According to him, rescuers reached the site of the accident and “they are working to retrieve the survivors.” “A good radio contact has been made with them [mountaineers] and they will be evacuated from the scene of the accident at any moment,” the source told Asia-Plus late Monday afternoon. 

Meanwhile, the Committee on Emergency Situations and Civil Defense under the Government of Tajikistan is expected to give detailed comments on the accident in the coming hours.  

As it had been reported earlier, according to reports circulating on social media, eleven  those onboard were Russian nationals and the other mountaineers were from Belarus and Spain.

All the crew were Tajik citizens.  The helicopter had reportedly been leased from the National Guard of Tajikistan and the expedition had been organized by PamirPeaks, a company that has exclusive rights to lead tours up Ismoil Somoni Peak.

According to some sources, expeditions to the mountain can cost around 5,000 U.S. dollars per person.

Recall, CES has reported that an Mi-8 helicopter with 3 crew and 13 mountaineers on board was forced to make a crash landing Sunday (August 12) afternoon, at about 4:30 pm, as it approached the base camp at the Fortambek Glacier.

The mountaineers were reportedly returning to the base camp after ascending Tajikistan’s tallest mountain – Ismoili Somoni Peak,

Ismoili Somoni Peak is the highest mountain in Tajikistan.  It was within the territory of the former Russian Empire and the former Soviet Union before the area became independent as Tajikistan.  The mountain is named after Ismoili Somoni, a ruler of the Samanid dynasty.

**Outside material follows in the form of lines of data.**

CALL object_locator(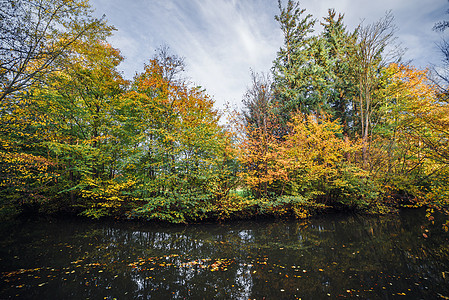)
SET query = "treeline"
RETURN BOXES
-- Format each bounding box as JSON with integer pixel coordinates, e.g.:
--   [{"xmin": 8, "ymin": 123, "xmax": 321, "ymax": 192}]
[{"xmin": 0, "ymin": 0, "xmax": 449, "ymax": 222}]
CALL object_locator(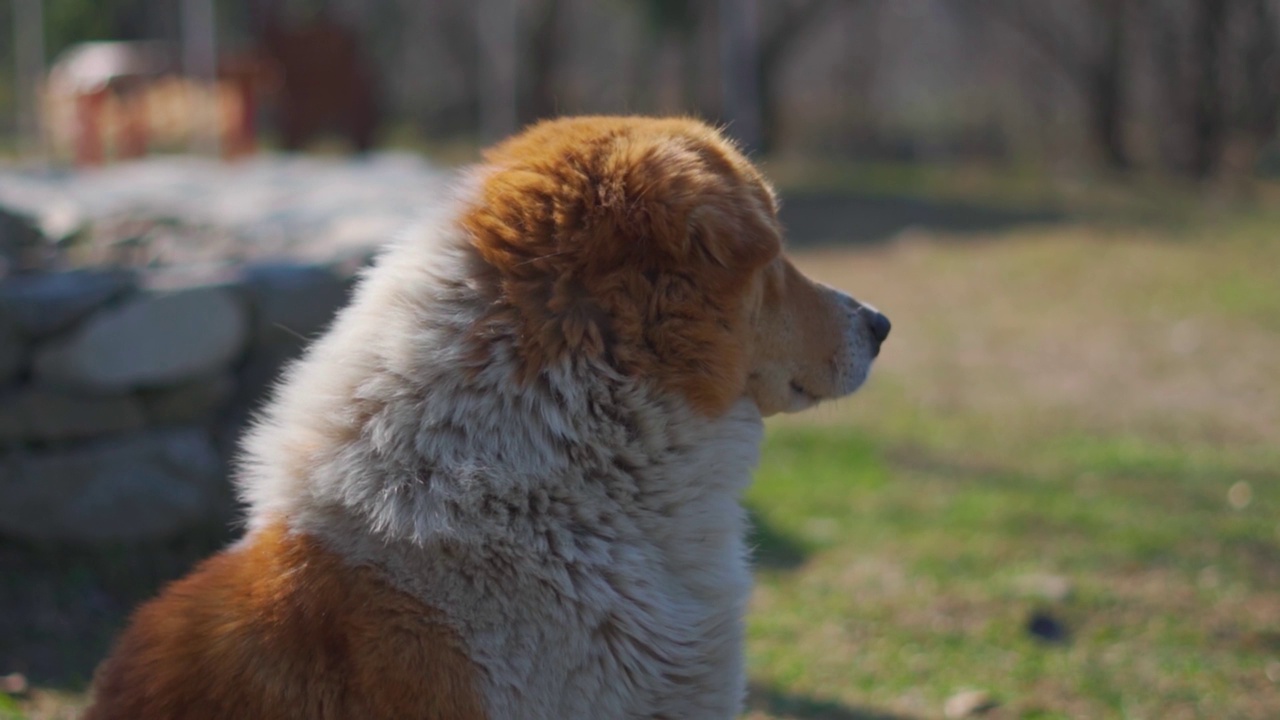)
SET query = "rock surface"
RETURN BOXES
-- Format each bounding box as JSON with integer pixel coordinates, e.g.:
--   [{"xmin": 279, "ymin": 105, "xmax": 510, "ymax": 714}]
[
  {"xmin": 0, "ymin": 152, "xmax": 452, "ymax": 266},
  {"xmin": 0, "ymin": 270, "xmax": 133, "ymax": 338},
  {"xmin": 244, "ymin": 264, "xmax": 347, "ymax": 348},
  {"xmin": 141, "ymin": 372, "xmax": 236, "ymax": 425},
  {"xmin": 0, "ymin": 429, "xmax": 223, "ymax": 542},
  {"xmin": 0, "ymin": 387, "xmax": 146, "ymax": 443},
  {"xmin": 35, "ymin": 287, "xmax": 248, "ymax": 392}
]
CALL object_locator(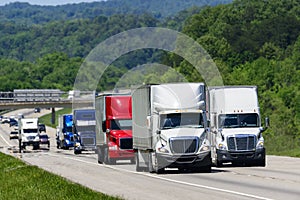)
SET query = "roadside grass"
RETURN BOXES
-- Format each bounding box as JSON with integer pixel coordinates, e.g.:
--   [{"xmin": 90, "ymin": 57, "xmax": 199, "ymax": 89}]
[
  {"xmin": 39, "ymin": 108, "xmax": 72, "ymax": 128},
  {"xmin": 0, "ymin": 153, "xmax": 121, "ymax": 200}
]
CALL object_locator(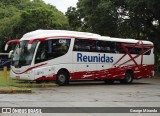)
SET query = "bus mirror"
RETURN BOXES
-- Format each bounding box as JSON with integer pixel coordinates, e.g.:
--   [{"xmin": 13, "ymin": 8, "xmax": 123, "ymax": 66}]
[
  {"xmin": 8, "ymin": 50, "xmax": 13, "ymax": 58},
  {"xmin": 27, "ymin": 44, "xmax": 32, "ymax": 50},
  {"xmin": 4, "ymin": 44, "xmax": 8, "ymax": 51},
  {"xmin": 4, "ymin": 40, "xmax": 19, "ymax": 51}
]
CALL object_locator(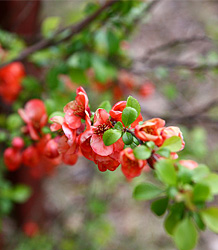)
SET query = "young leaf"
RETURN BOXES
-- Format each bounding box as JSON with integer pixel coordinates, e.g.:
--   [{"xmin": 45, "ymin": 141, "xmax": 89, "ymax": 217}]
[
  {"xmin": 12, "ymin": 184, "xmax": 32, "ymax": 203},
  {"xmin": 114, "ymin": 122, "xmax": 123, "ymax": 131},
  {"xmin": 173, "ymin": 218, "xmax": 198, "ymax": 250},
  {"xmin": 126, "ymin": 96, "xmax": 141, "ymax": 116},
  {"xmin": 193, "ymin": 183, "xmax": 210, "ymax": 202},
  {"xmin": 192, "ymin": 164, "xmax": 210, "ymax": 182},
  {"xmin": 155, "ymin": 160, "xmax": 177, "ymax": 186},
  {"xmin": 200, "ymin": 207, "xmax": 218, "ymax": 233},
  {"xmin": 201, "ymin": 173, "xmax": 218, "ymax": 194},
  {"xmin": 122, "ymin": 132, "xmax": 133, "ymax": 145},
  {"xmin": 133, "ymin": 145, "xmax": 151, "ymax": 160},
  {"xmin": 103, "ymin": 129, "xmax": 122, "ymax": 146},
  {"xmin": 42, "ymin": 16, "xmax": 61, "ymax": 38},
  {"xmin": 122, "ymin": 107, "xmax": 138, "ymax": 127},
  {"xmin": 48, "ymin": 111, "xmax": 65, "ymax": 123},
  {"xmin": 133, "ymin": 183, "xmax": 163, "ymax": 200},
  {"xmin": 151, "ymin": 197, "xmax": 169, "ymax": 216},
  {"xmin": 156, "ymin": 148, "xmax": 170, "ymax": 158},
  {"xmin": 160, "ymin": 136, "xmax": 182, "ymax": 152},
  {"xmin": 98, "ymin": 101, "xmax": 112, "ymax": 113}
]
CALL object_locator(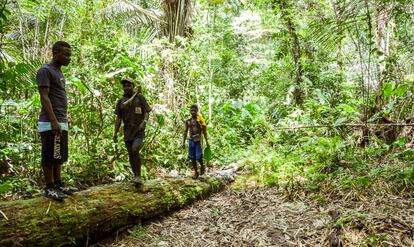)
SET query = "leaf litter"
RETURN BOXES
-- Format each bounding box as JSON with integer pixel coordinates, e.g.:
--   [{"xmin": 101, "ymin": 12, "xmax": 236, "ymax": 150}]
[{"xmin": 95, "ymin": 180, "xmax": 414, "ymax": 247}]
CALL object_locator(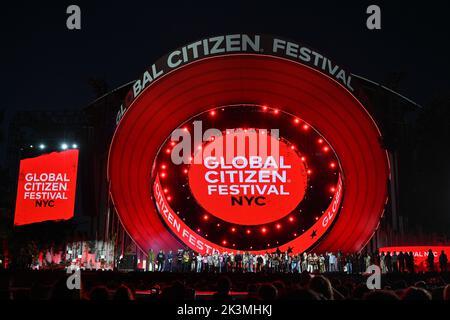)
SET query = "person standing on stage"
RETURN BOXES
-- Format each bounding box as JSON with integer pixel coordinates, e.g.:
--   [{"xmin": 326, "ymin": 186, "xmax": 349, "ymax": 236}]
[
  {"xmin": 319, "ymin": 254, "xmax": 325, "ymax": 273},
  {"xmin": 392, "ymin": 251, "xmax": 398, "ymax": 272},
  {"xmin": 380, "ymin": 252, "xmax": 386, "ymax": 273},
  {"xmin": 219, "ymin": 253, "xmax": 224, "ymax": 273},
  {"xmin": 195, "ymin": 252, "xmax": 203, "ymax": 273},
  {"xmin": 183, "ymin": 250, "xmax": 191, "ymax": 272},
  {"xmin": 156, "ymin": 250, "xmax": 166, "ymax": 272},
  {"xmin": 427, "ymin": 249, "xmax": 434, "ymax": 272},
  {"xmin": 398, "ymin": 251, "xmax": 405, "ymax": 273},
  {"xmin": 301, "ymin": 252, "xmax": 308, "ymax": 272},
  {"xmin": 177, "ymin": 249, "xmax": 183, "ymax": 272},
  {"xmin": 384, "ymin": 251, "xmax": 392, "ymax": 272},
  {"xmin": 439, "ymin": 250, "xmax": 448, "ymax": 272},
  {"xmin": 147, "ymin": 249, "xmax": 155, "ymax": 271},
  {"xmin": 330, "ymin": 252, "xmax": 337, "ymax": 272},
  {"xmin": 165, "ymin": 250, "xmax": 173, "ymax": 272}
]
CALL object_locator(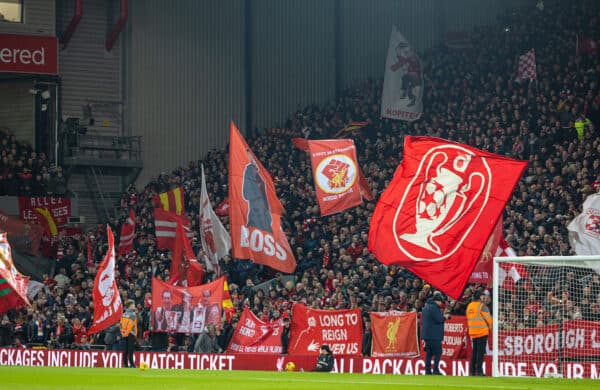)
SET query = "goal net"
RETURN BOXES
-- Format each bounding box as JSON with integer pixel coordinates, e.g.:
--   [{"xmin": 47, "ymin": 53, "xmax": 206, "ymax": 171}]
[{"xmin": 491, "ymin": 256, "xmax": 600, "ymax": 378}]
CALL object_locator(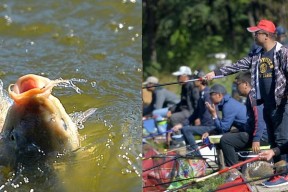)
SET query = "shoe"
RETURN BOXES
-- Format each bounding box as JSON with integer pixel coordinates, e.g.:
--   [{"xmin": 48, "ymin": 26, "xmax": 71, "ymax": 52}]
[
  {"xmin": 262, "ymin": 175, "xmax": 288, "ymax": 188},
  {"xmin": 169, "ymin": 140, "xmax": 186, "ymax": 149}
]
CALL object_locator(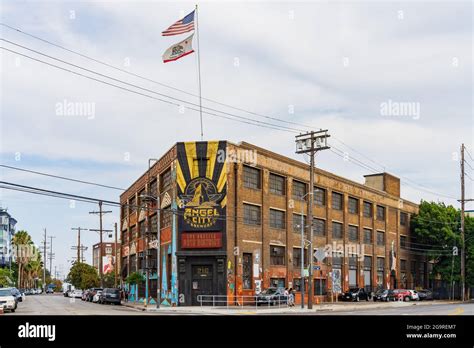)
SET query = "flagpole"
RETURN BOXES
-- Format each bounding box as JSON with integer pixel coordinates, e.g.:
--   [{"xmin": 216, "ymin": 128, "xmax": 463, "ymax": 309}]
[{"xmin": 196, "ymin": 4, "xmax": 204, "ymax": 141}]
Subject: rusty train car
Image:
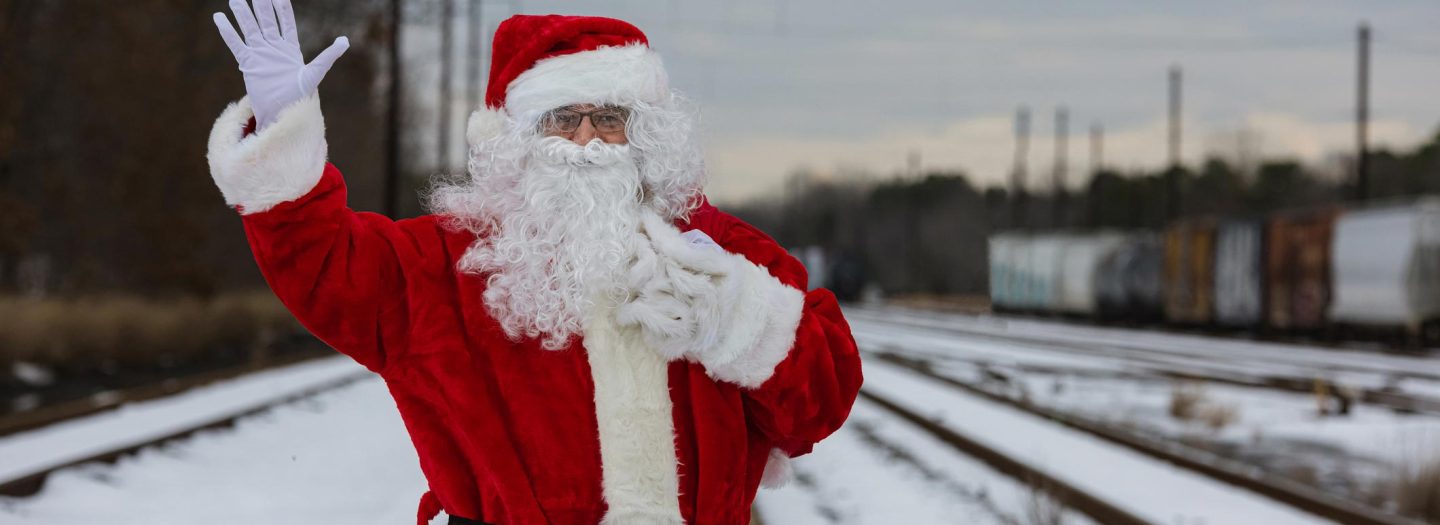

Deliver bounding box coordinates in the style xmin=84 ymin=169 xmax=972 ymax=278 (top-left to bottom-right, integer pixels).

When the existence of a peak in the Soviet Pamir Mountains higher than Lenin Peak was first established in 1928, the mountain was tentatively identified with Garmo Peak.  However, as the result of the work of further Soviet expeditions, it became clear by 1932 that they were not the same, and in 1933 the new peak, in the Academy of Sciences Range, was named Stalin Peak, after Joseph Stalin.  In 1962, as part of Khrushchev's nationwide de-Stalinization process, the name was changed to Communism Peak, a name by which it is still commonly known.  The name Communism Peak was officially dropped in 1998 in favor of the current name, commemorating the 9th century Samanid emir, Ismoili Somoni.

The first ascent was made on September 3, 1933 by the Soviet mountaineer Yevgeniy Abalakov.

The Pamirs are a traditional tourist region and high altitude mountaineering.  There two Pamir tops superbly ascend in the sky: the Peak of Eugenia Korzhenevskaya – 7,105 meters and the Peak of Ismoili Somoni – 7,495 meters.  They are tremendously the mainstream with climbers everywhere throughout the world.